Osiris
Ezoterik Bilgilere göre Mu'ya indirilen ilk tek tanrılı din "Sirius Öğretisi" adlı kozmik öğretidir. James Churchward'ın Tibet'te okuduğunu ileri sürdüğü tabletlere göre, Atlantis'li bir inisiye olan Osiris bu dini zamanla yozlaştırılmış yanlarından arındırarak tekrar ortaya koymuştur. Atlantis'te başlayıp Mu'da devam eden ve Mısır'da şekil bulan bu ilk monoteist din hakkında neler biliyoruz?

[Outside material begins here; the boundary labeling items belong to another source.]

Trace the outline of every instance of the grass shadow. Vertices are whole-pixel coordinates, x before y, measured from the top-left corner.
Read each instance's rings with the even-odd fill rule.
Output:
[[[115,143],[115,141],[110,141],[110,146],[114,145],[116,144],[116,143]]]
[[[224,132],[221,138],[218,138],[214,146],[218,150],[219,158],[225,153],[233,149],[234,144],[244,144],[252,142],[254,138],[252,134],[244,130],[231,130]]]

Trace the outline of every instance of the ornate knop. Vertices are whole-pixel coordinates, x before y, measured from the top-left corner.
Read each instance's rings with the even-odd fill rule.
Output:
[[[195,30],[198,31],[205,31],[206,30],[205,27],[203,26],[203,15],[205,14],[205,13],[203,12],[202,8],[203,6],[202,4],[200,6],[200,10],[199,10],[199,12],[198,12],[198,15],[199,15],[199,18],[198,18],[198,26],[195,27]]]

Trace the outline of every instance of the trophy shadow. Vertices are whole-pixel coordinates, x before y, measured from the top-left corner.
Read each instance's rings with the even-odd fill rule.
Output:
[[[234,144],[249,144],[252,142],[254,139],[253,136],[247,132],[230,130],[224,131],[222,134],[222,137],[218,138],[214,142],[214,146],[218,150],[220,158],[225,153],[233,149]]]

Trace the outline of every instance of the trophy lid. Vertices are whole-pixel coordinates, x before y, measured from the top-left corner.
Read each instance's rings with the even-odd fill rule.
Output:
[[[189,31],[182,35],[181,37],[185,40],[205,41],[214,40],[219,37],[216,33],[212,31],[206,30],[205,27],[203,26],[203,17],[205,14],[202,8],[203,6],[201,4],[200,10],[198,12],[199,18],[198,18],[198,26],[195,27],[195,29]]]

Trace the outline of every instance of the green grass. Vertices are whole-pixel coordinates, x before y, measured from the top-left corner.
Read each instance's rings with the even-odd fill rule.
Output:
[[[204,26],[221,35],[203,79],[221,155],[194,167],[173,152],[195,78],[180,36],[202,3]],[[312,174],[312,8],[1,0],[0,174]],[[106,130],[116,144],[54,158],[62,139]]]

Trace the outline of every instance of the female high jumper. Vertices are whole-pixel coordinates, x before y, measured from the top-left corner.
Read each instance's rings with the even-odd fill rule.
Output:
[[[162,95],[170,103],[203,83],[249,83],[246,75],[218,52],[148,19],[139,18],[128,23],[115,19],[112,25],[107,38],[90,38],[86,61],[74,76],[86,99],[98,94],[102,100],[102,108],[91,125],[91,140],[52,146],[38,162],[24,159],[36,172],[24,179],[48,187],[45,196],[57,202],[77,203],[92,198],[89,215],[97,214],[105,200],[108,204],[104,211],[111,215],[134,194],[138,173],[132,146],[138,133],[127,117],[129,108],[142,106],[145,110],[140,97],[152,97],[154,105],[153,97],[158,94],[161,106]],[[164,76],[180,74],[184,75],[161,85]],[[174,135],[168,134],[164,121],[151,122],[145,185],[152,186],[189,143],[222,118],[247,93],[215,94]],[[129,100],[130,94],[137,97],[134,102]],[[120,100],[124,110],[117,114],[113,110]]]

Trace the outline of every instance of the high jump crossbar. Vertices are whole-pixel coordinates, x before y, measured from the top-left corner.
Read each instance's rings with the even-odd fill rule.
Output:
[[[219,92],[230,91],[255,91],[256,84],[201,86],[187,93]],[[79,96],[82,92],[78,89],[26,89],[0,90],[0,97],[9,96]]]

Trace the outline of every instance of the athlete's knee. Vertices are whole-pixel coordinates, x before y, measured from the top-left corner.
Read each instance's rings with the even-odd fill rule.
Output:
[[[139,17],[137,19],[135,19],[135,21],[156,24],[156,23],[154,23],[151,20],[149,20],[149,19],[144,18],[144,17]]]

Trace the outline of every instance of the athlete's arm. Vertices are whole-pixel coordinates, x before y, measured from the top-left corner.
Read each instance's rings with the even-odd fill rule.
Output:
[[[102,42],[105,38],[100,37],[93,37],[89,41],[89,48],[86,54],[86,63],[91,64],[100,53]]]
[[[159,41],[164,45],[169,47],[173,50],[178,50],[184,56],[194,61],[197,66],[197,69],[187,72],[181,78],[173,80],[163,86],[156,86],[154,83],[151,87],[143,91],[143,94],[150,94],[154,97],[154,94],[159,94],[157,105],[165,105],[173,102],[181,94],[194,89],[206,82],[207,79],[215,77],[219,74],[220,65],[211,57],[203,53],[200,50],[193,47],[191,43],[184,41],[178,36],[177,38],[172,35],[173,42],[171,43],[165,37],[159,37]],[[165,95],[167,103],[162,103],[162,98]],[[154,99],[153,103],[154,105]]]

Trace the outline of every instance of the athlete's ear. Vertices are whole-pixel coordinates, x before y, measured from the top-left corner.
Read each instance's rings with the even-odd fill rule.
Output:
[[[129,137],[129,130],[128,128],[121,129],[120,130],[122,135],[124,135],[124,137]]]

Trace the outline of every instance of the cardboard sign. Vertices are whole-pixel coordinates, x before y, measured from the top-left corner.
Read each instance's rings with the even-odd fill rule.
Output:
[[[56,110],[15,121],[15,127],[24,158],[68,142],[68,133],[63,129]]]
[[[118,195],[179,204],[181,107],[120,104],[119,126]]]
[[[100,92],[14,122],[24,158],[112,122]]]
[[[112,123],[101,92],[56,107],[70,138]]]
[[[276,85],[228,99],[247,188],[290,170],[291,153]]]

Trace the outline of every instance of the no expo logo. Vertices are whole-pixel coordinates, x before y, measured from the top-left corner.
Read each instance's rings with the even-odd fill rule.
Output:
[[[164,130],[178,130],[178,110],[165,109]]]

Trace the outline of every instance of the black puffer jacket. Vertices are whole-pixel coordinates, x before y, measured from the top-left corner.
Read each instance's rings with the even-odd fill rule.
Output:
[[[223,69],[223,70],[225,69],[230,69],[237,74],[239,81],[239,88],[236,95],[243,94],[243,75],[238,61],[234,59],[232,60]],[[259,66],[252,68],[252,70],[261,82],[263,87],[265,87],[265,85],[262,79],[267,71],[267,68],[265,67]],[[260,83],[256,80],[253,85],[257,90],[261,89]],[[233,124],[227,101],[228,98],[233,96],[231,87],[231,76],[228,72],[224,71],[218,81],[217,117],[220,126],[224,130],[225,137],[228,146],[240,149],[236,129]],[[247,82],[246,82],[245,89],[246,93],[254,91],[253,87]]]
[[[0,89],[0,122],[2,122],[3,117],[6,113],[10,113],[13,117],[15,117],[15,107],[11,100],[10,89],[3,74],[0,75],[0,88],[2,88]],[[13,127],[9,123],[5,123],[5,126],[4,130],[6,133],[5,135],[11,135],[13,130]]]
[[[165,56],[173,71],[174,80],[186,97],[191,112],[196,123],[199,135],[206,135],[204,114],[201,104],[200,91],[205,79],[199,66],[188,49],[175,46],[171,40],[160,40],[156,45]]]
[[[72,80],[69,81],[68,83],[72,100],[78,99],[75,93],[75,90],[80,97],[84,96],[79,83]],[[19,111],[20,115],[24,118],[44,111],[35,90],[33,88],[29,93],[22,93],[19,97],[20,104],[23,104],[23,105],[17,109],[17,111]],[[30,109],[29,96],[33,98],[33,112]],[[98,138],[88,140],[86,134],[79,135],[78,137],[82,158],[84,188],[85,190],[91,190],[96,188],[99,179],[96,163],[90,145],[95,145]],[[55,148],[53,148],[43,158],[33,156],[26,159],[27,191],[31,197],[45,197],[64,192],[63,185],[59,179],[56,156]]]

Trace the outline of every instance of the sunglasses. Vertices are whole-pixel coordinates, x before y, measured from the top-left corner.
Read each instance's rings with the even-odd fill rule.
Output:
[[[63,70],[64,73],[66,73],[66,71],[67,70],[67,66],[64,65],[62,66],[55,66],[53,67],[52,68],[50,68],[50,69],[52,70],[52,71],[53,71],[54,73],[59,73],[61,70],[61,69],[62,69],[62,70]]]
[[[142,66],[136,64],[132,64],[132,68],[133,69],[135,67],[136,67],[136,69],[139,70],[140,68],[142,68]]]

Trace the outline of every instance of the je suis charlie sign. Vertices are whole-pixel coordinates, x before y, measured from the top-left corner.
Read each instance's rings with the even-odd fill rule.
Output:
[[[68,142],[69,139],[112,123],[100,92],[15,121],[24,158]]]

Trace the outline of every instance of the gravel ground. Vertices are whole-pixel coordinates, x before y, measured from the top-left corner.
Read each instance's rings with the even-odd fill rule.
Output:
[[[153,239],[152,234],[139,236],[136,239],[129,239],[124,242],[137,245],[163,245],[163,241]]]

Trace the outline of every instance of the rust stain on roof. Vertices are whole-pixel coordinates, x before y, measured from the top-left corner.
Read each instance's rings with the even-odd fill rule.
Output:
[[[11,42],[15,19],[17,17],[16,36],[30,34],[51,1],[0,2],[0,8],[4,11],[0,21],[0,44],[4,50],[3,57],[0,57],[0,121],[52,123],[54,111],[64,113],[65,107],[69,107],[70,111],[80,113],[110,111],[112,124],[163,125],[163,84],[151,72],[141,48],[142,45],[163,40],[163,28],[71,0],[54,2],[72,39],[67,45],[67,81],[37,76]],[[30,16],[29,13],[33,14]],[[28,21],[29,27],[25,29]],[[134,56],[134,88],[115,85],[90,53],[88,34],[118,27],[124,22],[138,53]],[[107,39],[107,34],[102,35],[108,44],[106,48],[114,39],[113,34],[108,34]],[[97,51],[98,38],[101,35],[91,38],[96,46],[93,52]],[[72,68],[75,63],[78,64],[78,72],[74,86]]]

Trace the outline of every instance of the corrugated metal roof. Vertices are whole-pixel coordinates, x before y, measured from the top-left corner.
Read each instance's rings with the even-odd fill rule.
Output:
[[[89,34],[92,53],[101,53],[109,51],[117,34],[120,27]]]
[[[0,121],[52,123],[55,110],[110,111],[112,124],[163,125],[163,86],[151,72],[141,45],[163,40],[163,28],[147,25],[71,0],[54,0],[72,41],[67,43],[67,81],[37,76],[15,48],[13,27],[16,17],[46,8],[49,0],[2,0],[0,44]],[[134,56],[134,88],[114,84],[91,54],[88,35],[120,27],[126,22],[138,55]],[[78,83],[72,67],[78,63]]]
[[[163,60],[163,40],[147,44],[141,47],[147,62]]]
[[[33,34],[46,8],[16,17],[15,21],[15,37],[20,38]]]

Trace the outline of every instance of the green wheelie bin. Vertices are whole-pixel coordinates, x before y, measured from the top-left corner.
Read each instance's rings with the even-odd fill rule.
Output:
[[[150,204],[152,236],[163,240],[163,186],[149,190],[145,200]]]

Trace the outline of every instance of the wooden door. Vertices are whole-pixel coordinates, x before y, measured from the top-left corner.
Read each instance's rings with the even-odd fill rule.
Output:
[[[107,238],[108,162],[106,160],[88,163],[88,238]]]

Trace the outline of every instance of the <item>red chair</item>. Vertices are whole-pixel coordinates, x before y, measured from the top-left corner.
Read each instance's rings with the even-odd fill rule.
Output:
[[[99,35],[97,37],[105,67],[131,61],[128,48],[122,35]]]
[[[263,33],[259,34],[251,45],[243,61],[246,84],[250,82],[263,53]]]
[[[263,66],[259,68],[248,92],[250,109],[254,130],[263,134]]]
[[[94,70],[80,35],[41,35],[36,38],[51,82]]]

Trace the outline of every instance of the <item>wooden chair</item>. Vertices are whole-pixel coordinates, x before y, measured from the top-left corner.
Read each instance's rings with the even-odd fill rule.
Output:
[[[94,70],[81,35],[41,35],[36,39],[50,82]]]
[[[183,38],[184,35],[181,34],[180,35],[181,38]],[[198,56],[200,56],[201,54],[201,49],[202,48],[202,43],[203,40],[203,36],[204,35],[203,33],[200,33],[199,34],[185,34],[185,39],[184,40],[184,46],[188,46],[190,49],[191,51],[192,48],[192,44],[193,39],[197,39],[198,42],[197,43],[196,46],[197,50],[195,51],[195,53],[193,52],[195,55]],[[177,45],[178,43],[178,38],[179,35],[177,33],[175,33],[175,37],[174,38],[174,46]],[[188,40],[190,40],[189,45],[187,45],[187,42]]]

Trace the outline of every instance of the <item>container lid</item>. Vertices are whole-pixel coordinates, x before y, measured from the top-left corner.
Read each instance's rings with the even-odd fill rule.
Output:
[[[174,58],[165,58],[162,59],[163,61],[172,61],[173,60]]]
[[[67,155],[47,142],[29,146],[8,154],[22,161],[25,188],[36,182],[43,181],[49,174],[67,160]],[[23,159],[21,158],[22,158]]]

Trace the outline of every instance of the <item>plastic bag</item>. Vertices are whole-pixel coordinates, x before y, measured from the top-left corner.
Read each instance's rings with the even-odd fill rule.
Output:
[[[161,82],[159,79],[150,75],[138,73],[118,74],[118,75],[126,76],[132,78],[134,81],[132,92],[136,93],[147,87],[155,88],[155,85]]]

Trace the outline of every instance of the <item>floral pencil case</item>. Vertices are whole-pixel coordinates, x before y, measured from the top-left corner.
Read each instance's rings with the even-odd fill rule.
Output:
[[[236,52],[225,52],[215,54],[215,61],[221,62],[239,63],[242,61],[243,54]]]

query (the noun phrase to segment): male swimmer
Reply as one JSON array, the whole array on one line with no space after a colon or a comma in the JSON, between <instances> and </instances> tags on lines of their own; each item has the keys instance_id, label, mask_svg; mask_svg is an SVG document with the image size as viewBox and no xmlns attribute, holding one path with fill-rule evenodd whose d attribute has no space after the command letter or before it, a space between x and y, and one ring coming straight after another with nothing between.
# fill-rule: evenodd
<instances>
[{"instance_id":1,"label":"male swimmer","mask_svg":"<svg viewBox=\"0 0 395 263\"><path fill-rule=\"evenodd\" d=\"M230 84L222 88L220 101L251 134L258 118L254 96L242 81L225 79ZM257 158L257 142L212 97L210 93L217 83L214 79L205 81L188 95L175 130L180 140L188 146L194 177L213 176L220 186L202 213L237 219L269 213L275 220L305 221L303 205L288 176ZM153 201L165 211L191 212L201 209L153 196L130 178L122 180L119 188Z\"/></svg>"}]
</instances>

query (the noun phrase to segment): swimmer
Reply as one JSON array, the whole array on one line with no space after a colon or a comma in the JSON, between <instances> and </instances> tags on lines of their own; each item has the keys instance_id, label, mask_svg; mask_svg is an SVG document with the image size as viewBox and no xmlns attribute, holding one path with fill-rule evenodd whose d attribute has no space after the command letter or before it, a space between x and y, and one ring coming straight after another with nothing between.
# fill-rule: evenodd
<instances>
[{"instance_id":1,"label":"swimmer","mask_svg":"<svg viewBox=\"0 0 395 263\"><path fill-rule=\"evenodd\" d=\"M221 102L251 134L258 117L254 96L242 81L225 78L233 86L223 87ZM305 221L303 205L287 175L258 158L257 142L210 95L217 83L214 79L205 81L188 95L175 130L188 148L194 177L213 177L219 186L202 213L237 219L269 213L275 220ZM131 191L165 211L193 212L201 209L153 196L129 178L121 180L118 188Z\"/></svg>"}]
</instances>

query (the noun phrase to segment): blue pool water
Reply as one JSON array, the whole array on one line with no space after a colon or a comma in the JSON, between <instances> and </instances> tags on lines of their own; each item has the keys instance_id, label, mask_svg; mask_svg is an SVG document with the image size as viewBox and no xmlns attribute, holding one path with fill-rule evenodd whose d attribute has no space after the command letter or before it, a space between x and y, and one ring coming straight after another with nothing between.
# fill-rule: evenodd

1868'te Ingiliz Ordusu'nda deniz subayı olarak Hindistan'da görev yaparken bir tapınak rahibiyle yakın dost olan ve ondan yüzyıllardır tapınak mahzenlerinde yatan çok eski tabletlerin nasıl tercüme edileceğini öğrenen James Churchward, bu tabletlerde bizim uygarlığımızdan çok önceleri muazzam bir uygarlığın doğduğunu, geliştiğini ve yok olduğunu öğrenmiştir. Churchward'ın okuduğu tabletler, yaklaşık 18.000 ya da 20.000 yıl önce yaşamış Osiris hakkında şu bilgileri aktarmaktadır:
"Osiris büyüyünce bilgisini derinleştirmek üzere doğduğu ülke olan Atlantis'i terkedip Mu kıtasına gitti. Oradaki Naakal (bilgin ve rahip) okullarında din ve kozmik bilimler konusunda öğrenim gördü. Orada üstadlık derecesine ulaştıktan sonra ülkesindeki insanları aydınlatmak üzere Atlantis'e geri döndü. Tüm yaşamını Atlantis halkını aydınlatmaya, onlara doğru yola göstermeye adayan Osiris, bir takım çıkarları uğruna dini yozlaştırmış olan Atlantis rahip sınıfının etkisi altında oluşan yanlış anlayışları ve uydurma kavramları düzeltmeye çalıştı. Halkın büyük bir sevgi ve saygıyla bağlandığı Osiris, Atlantis'in ruhani lideri oldu ve liderliğini son günlerine kadar sürdürdü. Kendisini Kral Uranos'un yerine geçirmek istedilerse de o bunu kabul etmedi ve kendi kardeşi tarafından katledildi. Osiris'e bağlı inisiyeler adının anılması için yaydığı saf dine Osiris Dini adını verdiler."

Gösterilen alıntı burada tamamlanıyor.